Già in carcere per aver violato la misura cautelare il 28enne dovrà ora rispondere anche delle rapine commesse

Sparito nel nulla per quattro mesi, dopo essere evaso dagli arresti domiciliari dove era ristretto per reati legati alla droga, un 28enne romano è finalmente finito dietro le sbarre di Regina Coeli.

Durante la sua latitanza, però, l’uomo non era rimasto con le mani in mano: le indagini della polizia hanno accertato la sua responsabilità in ben tre rapine, tutte messe a segno a distanza ravvicinata lungo la celebre via Vittorio Veneto, cuore pulsante della Dolce Vita romana.

Tutto ha avuto inizio il 15 gennaio 2025, quando un giovane ha denunciato di essere stato rapinato mentre si avvicinava alla sua auto dopo una serata con un amico.

La scena era quasi da film: un ragazzo con il volto coperto, la mano nascosta sotto la felpa come a simulare un’arma, afferra il bavero della maglietta della vittima e gli strappa via portafogli e collanina d’oro.

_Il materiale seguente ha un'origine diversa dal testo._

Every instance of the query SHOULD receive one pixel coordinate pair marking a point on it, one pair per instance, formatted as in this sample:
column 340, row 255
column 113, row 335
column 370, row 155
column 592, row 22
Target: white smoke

Grazie alle telecamere di videosorveglianza e alle dettagliate descrizioni della vittima, gli agenti del commissariato Castro Pretorio hanno incrociato i dati e risalito al responsabile, già noto alle forze dell’ordine e rinchiuso a Regina Coeli dallo scorso febbraio, dopo essere stato rintracciato in seguito all’evasione dai domiciliari nel novembre 2024.

Le indagini hanno poi fatto luce su altri due episodi analoghi, uno a dicembre e uno a gennaio, sempre con le stesse modalità lungo via Veneto.

Con queste prove, il 28enne si è visto notificare in carcere una nuova ordinanza di custodia cautelare emessa dal giudice per le indagini preliminari del tribunale di Roma.